Y como no obtuvo respuesta, volvió a preguntar guiándose por sus instintos:
—¿Es por el muchacho?
Gutier sonrió, aliviado en parte por la perspicacia de su amigo.
—Sí, es por el muchacho —concedió el infanzón—. No sé… Pensé que una vez en el castillo podría quedarse como mozo de cuadras o en las cocinas, pero no importa las tareas que le encargue, en cuanto termina vuelve a mí como un cachorro obediente… No sé cómo deshacerme de él. Tiene demasiadas esperanzas puestas en mí…
El judío, que fingía estar ocupado recolocando su instrumental, percibió en el infanzón mucho más de lo que dejó entrever con sus siguientes palabras.
—Es un buen chico…
—Lo sé, lo sé…, y valiente —concedió Gutier antes de sobresaltarse—. ¡Si se lo hubiese permitido, se habría lanzado contra el campamento de los nórdicos sin más compañía que ese lobo suyo!…
—Ya solo le quedan sus hermanos… —repuso el hebreo afilando sus palabras con un deje interrogativo.
—Yo no quiero…, no puedo tener una responsabilidad más —dijo el infanzón bufando como un gato enfadado.

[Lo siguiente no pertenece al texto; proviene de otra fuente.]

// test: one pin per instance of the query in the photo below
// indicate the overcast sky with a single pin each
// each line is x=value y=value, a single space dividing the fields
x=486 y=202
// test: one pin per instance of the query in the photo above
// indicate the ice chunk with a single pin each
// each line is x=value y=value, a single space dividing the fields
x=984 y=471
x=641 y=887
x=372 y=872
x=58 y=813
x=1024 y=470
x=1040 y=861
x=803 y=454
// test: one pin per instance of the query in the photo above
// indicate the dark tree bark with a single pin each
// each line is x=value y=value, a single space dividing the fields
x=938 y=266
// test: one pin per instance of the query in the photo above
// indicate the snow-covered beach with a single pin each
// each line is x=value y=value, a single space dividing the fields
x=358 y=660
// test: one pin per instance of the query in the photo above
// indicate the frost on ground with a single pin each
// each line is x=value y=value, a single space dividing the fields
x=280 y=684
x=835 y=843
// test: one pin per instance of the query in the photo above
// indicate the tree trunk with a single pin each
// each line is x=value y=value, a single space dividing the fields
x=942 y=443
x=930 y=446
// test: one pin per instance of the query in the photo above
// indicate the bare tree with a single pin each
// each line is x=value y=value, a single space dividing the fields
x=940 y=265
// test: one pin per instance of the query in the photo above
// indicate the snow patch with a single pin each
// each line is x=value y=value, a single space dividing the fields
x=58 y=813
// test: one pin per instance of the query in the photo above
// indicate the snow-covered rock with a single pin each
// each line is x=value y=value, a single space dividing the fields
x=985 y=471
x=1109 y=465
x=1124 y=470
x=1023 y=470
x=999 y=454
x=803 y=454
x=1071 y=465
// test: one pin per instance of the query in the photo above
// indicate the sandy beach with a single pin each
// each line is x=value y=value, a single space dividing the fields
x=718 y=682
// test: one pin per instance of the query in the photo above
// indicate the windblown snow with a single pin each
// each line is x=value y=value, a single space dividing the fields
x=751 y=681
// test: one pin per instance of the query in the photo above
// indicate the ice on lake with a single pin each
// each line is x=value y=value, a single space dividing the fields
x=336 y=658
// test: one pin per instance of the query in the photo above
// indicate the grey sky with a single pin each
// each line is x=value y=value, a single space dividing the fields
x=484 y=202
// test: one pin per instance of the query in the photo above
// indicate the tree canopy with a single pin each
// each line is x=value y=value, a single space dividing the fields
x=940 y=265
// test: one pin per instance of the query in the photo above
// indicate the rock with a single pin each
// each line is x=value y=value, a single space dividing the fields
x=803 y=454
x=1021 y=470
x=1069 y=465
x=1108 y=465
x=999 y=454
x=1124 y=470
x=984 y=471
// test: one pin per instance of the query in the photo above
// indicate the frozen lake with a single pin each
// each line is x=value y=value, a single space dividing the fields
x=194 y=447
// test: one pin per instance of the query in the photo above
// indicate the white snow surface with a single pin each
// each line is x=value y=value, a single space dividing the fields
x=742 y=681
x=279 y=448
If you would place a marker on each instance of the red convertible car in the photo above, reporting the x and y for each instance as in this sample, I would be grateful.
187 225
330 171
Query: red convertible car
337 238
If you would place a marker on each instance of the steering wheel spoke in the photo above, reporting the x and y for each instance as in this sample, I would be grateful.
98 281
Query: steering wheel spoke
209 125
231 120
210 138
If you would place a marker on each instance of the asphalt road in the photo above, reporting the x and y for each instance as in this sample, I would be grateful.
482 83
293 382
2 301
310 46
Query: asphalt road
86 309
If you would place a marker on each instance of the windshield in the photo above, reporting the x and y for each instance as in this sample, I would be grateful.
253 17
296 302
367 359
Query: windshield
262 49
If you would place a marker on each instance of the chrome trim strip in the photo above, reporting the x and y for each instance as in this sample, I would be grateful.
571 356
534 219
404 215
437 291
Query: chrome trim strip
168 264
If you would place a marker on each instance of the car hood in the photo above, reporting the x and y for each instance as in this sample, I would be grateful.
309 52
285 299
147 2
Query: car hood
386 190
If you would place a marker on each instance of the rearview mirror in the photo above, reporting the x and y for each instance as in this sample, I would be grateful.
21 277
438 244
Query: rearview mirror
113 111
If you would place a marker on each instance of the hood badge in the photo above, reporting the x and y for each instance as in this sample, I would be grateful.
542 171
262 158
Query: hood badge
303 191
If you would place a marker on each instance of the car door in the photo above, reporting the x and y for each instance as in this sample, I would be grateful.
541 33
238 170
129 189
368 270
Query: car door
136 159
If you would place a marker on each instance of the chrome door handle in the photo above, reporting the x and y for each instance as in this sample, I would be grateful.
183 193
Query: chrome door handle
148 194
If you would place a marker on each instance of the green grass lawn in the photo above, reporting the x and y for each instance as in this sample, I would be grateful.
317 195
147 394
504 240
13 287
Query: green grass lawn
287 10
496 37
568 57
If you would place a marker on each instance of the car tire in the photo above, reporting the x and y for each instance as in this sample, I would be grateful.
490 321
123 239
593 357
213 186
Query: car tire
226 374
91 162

—Claro, claro —concedió el hebreo.
Siguió un silencio en el que el judío intuyó todo lo que su amigo no se atrevía a decir. Jesse conocía al infanzón, y sabía que para Gutier el muchacho alejaba la posibilidad de volver a la vida monacal una vez arreglada la última de las dotes que le quedaba por resolver. Pero también sabía que, a pesar de que el infanzón no desease admitirlo, entre el hombre y el chico se había establecido un vínculo de raíces profundas.
—Podríamos dejar las cosas como hasta ahora. Mi Déborah se rasgaría las vestiduras si me lo llevase, y ya no está acostumbrada a los niños, hace años que mis hijos buscaron su propio camino, además, ¿un cristiano viviendo bajo el techo de un judío? Tendríamos problemas… —Jesse escudriñó el rostro de su amigo intentando confirmar sus sospechas—. No es mozo de armas ni escudero, así que no se ha ganado el derecho a dormir en el salón común de la torre; tampoco con los infanzones y mercenarios. Por no hablar de que al conde no le gustaría descubrir que tiene una boca más que alimentar; porque supongo que no habéis pedido su venia, ¿verdad?… —No hizo falta que Gutier contestase—. Y no creo que queráis llevarlo a León y dejarlo a cargo de vuestra hermana pequeña.
»Sin embargo, podría quedarse aquí, así no habrá quien ponga objeciones. Si no tengo pacientes puede dormir en el camastro. Me servirá de ayudante, y si el conde o alguno de sus mayordomos preguntan, bastará con responder que está a mi cargo como aprendiz. —El hebreo disimuló lo mejor que pudo el haber percibido el alivio evidente del infanzón—. Además, le vendrá bien aprender algo de provecho. Y estoy seguro de que, si tanto desea desfogarse con las armas y la batalla, Weland estará encantado de completar su instrucción.